Generate project directory structure. (takes <2 minutes)

Run run_evc to create the jobs directory in the output directory. The pipeline will generate .pbs files for you to manually submit at each stage.

run_evc \
	path/to/fastq/files \
	output/directory \
	path/to/sample.map \
	email.for@notification \
	reference_genome (fasta) \
	pon (INTERNAL_PON or provide a PON for Mutect) \
	gnomad_dbSNP \
	known_indel_list \
	base_recalibration_list \
	max_walltime (hours only) \
	queue (hotel or home) \
	interval_list_for_mutect \
	Optional: run refine? (yes or no) [default: no]

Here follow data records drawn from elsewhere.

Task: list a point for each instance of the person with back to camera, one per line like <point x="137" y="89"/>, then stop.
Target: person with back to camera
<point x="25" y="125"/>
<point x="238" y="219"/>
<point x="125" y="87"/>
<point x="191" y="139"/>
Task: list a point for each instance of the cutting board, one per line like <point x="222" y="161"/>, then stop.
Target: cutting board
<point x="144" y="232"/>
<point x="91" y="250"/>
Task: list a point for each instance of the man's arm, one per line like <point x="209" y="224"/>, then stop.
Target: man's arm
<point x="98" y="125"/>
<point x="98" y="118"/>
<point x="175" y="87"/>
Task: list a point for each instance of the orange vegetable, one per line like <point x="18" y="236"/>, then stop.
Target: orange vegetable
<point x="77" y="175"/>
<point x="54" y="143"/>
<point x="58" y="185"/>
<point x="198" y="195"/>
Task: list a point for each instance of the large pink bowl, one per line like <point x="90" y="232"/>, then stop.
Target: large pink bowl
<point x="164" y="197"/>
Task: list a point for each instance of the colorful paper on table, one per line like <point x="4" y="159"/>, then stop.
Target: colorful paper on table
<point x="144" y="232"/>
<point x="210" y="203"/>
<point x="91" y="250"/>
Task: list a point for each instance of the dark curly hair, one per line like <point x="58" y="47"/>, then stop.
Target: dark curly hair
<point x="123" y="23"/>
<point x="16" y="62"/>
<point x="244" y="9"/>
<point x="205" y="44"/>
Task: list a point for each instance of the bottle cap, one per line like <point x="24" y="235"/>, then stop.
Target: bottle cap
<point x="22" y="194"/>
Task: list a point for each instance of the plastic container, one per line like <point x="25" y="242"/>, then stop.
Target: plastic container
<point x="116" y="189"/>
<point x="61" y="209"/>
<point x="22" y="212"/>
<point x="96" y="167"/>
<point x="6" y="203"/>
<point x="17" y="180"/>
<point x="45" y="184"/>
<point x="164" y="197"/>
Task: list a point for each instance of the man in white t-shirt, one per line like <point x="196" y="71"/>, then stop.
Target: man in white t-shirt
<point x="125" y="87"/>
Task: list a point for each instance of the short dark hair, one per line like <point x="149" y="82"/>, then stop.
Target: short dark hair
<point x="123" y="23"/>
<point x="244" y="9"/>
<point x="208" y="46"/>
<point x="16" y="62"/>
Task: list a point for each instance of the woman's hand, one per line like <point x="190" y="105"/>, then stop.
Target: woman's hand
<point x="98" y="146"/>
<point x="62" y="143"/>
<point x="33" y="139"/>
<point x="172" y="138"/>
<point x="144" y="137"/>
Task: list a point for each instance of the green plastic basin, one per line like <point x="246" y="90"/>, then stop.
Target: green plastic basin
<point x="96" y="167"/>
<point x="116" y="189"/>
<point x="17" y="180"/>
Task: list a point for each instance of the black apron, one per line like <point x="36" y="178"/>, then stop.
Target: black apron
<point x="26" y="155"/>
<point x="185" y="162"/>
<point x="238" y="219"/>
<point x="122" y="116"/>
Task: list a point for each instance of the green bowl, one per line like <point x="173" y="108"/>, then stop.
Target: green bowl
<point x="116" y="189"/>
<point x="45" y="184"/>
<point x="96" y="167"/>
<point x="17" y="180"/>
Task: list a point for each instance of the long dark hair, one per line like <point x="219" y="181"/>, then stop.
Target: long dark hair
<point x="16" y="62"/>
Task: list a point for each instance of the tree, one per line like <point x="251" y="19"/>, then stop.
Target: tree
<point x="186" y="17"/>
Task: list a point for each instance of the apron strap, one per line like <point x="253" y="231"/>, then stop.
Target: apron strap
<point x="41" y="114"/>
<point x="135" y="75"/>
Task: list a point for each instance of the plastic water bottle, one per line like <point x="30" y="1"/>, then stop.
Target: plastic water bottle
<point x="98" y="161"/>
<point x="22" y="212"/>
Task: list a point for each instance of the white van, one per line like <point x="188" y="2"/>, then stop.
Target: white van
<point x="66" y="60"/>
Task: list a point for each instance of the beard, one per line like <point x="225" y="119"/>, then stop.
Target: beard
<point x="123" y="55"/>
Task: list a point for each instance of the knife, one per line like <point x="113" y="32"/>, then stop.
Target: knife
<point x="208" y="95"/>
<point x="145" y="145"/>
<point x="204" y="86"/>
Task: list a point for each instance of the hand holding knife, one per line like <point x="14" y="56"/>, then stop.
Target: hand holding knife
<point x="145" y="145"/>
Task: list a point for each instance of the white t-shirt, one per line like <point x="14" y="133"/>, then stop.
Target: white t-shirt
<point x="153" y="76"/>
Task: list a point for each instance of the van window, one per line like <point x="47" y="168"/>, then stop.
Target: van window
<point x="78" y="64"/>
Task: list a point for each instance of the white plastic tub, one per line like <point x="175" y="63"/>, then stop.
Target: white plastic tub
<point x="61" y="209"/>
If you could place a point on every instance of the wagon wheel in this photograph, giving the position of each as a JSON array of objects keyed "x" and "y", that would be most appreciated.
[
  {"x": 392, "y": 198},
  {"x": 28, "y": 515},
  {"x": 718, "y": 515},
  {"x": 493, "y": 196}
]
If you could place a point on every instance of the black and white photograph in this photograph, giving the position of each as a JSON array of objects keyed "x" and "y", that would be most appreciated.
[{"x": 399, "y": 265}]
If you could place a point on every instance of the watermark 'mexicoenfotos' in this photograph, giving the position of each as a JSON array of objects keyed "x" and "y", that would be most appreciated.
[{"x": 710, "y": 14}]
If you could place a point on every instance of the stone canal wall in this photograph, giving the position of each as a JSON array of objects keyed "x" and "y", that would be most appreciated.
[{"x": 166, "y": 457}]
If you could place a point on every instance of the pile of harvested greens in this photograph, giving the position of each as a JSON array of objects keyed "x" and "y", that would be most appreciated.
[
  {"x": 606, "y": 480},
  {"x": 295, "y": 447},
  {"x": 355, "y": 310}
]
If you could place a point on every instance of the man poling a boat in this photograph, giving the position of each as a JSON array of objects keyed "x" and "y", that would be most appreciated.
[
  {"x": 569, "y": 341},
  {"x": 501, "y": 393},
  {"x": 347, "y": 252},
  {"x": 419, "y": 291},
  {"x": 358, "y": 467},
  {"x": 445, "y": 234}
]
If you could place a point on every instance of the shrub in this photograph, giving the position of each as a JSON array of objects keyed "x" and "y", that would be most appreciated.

An exemplary suggested inputs:

run_evc \
	path/to/fastq/files \
	output/directory \
	path/to/sample.map \
	email.for@notification \
	/restricted/alexandrov-group/shared/Reference_Genomes/GRCh38.d1.vd1/GRCh38.d1.vd1.fa \
	/projects/ps-lalexandrov/shared/Reference_Genomes/TCGA_GDC_files/tumor_normal_PONs/MuTect2.PON.5210.vcf.gz \
	/restricted/alexandrov-group/shared/Reference_Genomes/dbSNP/af-only-gnomad.hg38_no_alt.vcf.gz \
	/restricted/alexandrov-group/shared/Reference_Genomes/alignment_refinement/IndelRealignemnt_files.txt \
	/restricted/alexandrov-group/shared/Reference_Genomes/alignment_refinement/BaseRecalibration_files.txt \
	500 \
	home-alexandrov \
	interval_list_for_mutect \
	no

Alignment (takes 10 minutes to several hours depending on job queue traffic and the size of your fastq files)
Performs alignment with bwa-mem and marks duplicates caused by PCR with Picard's (GATK's) MarkDuplicates.
1. Navigate to the jobs/align directory in the output directory specified earlier. This directory contains the .pbs scripts used to run alignment on your fastq samples on TSCC.
2. Submit all alignment jobs to the job queue.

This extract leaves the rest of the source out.